Education Through the Years
In addition to the regular outdoor education programming we are well known for, we continue to expand our offerings in new and innovative ways.
Our highly qualified educators are leaders in their field, offering programming to children, youth and adults, including special programming for at risk youth, differently abled youth and newcomer Canadians.
Learning the Forest School Way
Forest school is gaining momentum all over the world. It’s an opportunity to engage children with rich experiential learning and ecological literacy through child-led activities that help them develop a strong sense of self and connect them to the land.
This connection is critical if we want to raise a generation that will steward (take care of) the land and contribute to a more sustainable world. Forest School was newly offered at our Scanlon Creek Conservation Area in 2018 as a pilot program. Its success kept it going into 2019 and we have more offerings planned for 2020. We have one staff member who has already completed her year-long intensive certification as a Forest School Practitioner and another staff member that began his training this year.
Therapy in the Woods
Therapy in the Woods is an outdoor education program for early learners with special needs. The program began in 2015, led by staff at Royal Victoria Regional Health Centre, while we provided the specialized outdoor education.
This year, the program has been acknowledged as a “Leading Practice” by Accreditation Canada, which came out of the hospital’s recent Accreditation process. A “Leading Practice” is defined as being people-centered, demonstrating positive change, and is safe and efficient.
This recognition has shone a spotlight on the program and may encourage others to develop their own similar programs.

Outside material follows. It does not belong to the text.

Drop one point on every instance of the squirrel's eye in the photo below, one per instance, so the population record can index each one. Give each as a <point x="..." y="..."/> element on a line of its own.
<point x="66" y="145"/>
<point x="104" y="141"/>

Therapy in the Woods is Growing!
What began as a pilot with a handful of children is now expanding to another city! In 2020, the program is going to expand beyond the Nature Centre at Scanlon Creek to a greenspace in the Barrie area.
All Ears, All In
Teachers in our watershed know we’re always up for a new challenge or opportunity. If it involves engaging kids in a meaningful way, we’re all ears! That’s why this past year teaching staff at Sutton District High School wanted to know if we could help augment, with special programming, their six-week outdoor education course for their alternative education students.Our Education staff lead, Dana Eldon, put out a further call to other staff at LSRCA, specifically in the Lands and Restoration Services Divisions, to see if they could help out, which of course, they did. The group created a unique 3-day program that provided real-world, relevant and engaging experiences for these teens. Dana, who’s been an Educator with the conservation authority for more than 10 years, and has personally interacted with thousands and thousands of kids, said of the experience, “it’s some of the most rewarding work I’ve done.”

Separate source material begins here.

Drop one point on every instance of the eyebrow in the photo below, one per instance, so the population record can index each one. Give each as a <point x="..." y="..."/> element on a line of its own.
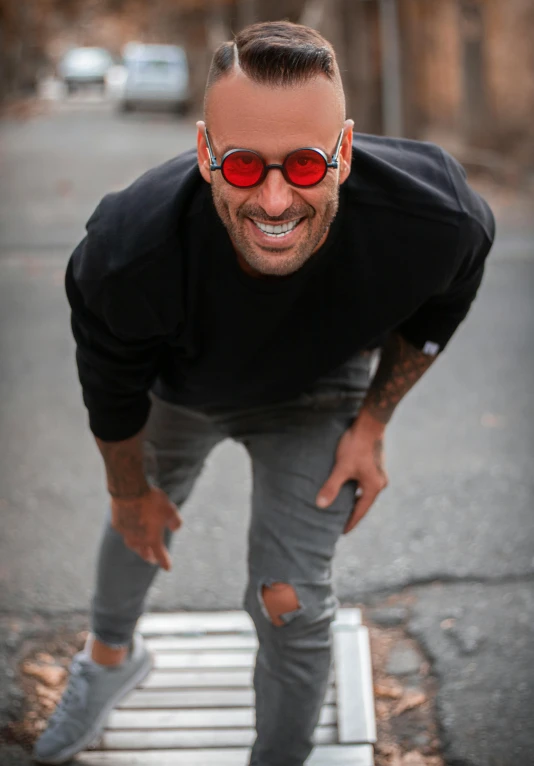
<point x="231" y="147"/>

A teacher in the Science Department at Huron Heights Secondary School in Newmarket also had an idea for engaging his students in citizen science. Our educators led an in-school session for a Grade 11 Biology class, helping them learn how to use the “iNaturalist” App and then took them outside on their own school grounds to get some hands-on experience with the App. The student’s second experience included a walk to Mabel Davis Conservation Area, where they put their newly acquired skills into action and conducted a mini “BioBlitz” on the property. Plans to continue this program are already in the works!
The benefits of this collaboration are numerous. LSRCA learned more about the species at one of our conservation areas. The kids, who didn’t even know about the conservation area before this exercise, are now acquainted with it and are more apt to visit the area, which is a simple walk from their school.
Innovative Teacher Professional Development
Our Education staff also engage teachers in professional development, creating opportunities to learn how to deliver their own outdoor education programs to their students. This year, we offered a full day session with high school science department heads at York Region District School Board, and then a session with teachers in the elementary panel. Collaborating with staff in several other key service areas at LSRCA, we offered training in developing citizen science programming using the “iNaturalist” App and we provided information and experiential activities about climate change issues in the watershed. Both groups came away with practical resources they could then take to deliver with their students.
Engaging with Our Libraries as Critical Partners
Libraries deliver increasingly important community services that we are now tapping into as another avenue to support and promote care for the watershed.
This past year, we collaborated with the Town of Aurora to offer information, presentations, and an interpretive walk to newcomers to Canada about living around Lake Simcoe.
In the Town of East Gwillimbury, we provided programming to support two local libraries (Holland Landing and Mount Albert) and their TD Bank summer reading club series: “The Natural World”.
We also offered a program in partnership with the Town of Bradford West Gwillimbury Library, called “Storywalk™”, at Scanlon Creek. Pages of the book “Leafman” were displayed along a trail at the conservation area and participants could read the book as they walked along the trail. There was also a leaf craft, an interactive nature display table and children could play at the Discovery Play Garden. It was a great way to combine outdoor adventure with an indoor pleasure.